Helderheid nodig over bepaling URM-bedragen
Deelnemers worden geïnformeerd over hun pensioen via de zogenoemde URM-bedragen. Dit zijn de ‘goed, slecht en verwacht weer’-bedragen die op mijnpensioenoverzicht.nl te zien zijn. Het is onduidelijk hoe deze bedragen vastgesteld moeten worden in de transitieperiode. In de tijd gezien worden er verschillende kaders van toepassing: eerst het huidige kader, dan het eventuele transitiekader en dan het nieuwe kader. Driessen: “Er moet voorkomen worden dat bij de overgang van kaders enorme schokken in de URM-bedragen ontstaan. Dit zou kunnen leiden tot casinopensioengevoelens bij deelnemers.

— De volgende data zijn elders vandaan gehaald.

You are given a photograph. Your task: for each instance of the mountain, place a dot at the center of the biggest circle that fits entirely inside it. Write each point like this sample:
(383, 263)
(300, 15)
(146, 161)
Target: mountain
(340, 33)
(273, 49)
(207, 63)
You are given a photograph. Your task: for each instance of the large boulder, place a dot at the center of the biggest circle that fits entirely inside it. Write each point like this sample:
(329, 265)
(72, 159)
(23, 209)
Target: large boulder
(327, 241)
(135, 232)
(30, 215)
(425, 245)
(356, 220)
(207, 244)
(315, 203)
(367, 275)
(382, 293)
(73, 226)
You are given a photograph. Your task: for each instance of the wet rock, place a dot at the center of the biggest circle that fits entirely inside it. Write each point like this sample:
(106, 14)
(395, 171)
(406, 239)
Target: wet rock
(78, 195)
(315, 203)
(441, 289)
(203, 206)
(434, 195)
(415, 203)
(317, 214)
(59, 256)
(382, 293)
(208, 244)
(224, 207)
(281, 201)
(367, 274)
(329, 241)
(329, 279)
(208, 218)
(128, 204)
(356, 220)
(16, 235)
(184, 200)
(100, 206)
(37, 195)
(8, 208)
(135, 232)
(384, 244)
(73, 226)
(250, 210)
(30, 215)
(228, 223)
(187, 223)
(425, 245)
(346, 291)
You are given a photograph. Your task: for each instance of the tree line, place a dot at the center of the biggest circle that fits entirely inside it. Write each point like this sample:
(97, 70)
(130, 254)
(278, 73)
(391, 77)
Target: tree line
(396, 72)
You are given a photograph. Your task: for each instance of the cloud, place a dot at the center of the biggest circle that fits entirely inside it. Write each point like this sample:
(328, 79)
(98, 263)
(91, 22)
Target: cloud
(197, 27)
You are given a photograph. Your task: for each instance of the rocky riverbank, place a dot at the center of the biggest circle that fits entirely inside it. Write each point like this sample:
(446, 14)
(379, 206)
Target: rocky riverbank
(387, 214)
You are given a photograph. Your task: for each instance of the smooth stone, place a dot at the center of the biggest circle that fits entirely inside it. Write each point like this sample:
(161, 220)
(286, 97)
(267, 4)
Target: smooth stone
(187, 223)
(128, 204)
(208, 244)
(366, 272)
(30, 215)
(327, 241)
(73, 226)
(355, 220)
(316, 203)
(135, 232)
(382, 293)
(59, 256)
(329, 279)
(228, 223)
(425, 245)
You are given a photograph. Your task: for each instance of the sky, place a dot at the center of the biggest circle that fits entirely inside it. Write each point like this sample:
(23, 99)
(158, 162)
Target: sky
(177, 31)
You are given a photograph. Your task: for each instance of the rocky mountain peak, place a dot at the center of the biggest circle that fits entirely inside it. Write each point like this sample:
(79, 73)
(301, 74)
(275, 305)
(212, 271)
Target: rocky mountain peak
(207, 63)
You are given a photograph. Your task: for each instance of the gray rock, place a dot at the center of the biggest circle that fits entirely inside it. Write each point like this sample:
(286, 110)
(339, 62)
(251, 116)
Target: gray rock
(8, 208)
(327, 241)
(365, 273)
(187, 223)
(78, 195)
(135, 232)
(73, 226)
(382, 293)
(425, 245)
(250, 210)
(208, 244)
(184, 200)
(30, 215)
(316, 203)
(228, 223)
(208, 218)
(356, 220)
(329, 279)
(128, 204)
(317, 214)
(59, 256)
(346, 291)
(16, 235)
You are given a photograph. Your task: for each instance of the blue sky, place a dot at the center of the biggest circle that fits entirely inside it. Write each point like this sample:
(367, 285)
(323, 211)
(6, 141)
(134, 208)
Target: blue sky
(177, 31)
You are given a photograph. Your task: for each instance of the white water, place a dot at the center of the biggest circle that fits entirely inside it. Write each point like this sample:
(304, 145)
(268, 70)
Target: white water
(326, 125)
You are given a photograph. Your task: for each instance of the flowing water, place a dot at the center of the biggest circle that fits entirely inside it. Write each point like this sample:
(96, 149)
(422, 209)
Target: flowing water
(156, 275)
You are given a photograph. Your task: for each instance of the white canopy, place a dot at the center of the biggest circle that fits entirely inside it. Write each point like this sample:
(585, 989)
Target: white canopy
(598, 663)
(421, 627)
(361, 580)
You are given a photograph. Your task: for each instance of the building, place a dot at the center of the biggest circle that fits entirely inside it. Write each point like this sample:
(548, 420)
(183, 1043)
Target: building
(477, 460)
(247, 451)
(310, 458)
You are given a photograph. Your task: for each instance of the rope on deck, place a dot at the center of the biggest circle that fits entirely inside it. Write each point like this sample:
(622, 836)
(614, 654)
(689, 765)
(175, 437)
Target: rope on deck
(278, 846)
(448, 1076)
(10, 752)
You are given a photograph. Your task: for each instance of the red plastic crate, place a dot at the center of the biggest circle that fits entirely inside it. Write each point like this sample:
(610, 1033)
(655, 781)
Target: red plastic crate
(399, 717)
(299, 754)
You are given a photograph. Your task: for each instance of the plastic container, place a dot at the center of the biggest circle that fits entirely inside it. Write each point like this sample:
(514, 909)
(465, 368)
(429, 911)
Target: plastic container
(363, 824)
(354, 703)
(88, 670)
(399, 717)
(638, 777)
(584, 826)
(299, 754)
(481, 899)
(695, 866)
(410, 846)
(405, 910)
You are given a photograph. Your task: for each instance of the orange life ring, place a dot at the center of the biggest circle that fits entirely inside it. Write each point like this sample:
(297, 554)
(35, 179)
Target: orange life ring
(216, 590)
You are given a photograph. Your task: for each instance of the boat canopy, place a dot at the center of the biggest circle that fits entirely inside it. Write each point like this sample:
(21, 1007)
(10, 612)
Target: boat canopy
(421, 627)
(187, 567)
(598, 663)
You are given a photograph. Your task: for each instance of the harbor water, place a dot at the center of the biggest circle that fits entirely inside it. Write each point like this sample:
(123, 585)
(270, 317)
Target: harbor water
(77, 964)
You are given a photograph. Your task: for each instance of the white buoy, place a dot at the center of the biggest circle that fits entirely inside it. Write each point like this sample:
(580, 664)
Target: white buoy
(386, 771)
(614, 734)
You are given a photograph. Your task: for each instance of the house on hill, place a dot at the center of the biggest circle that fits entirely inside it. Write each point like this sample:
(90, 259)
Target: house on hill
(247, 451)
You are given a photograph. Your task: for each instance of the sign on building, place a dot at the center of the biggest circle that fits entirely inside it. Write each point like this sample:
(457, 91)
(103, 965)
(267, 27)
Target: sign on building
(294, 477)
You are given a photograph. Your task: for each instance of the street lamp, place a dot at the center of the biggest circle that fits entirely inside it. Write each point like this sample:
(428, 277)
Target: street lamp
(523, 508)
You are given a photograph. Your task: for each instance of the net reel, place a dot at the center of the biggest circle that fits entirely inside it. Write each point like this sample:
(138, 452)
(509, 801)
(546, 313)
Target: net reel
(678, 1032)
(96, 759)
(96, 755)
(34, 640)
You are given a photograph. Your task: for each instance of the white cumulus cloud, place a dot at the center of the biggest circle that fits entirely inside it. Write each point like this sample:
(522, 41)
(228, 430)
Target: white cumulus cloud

Het is van belang dat er snel helderheid komt hoe de URM-bedragen bepaald moeten worden. Ook moet er sprake zijn van consistentie bij de overgangen van kader. Dit creëert draagvlak voor het vertrouwen in pensioen in de toekomst.”

Zet berekeningsmoment voor compensaties vast
Aon ziet ook een complicatie voor het besluitvormingstraject ten aanzien van compensaties. Deze moeten worden bepaald op basis van een voorgeschreven economische set die op kwartaalbasis wordt gepubliceerd. De ervaring leert dat er vaak een behoorlijke tijd verstrijkt voordat besluitvorming en daadwerkelijke implementatie een feit is. Op dat moment kunnen de economische omstandigheden wijzigen en dat kan weer tot andere compensaties leiden.
 ”Wij pleiten voor de mogelijkheid tot het vastzetten van het berekeningsmoment voor de compensaties”, zegt Driessen. “Hiermee wordt voorkomen dat door wijzigende omstandigheden steeds nieuwe berekeningen nodig zijn met alle gevolgen van dien, zoals het risico van uitstel en het niet halen van de uiterste datum van 1 januari 2026.”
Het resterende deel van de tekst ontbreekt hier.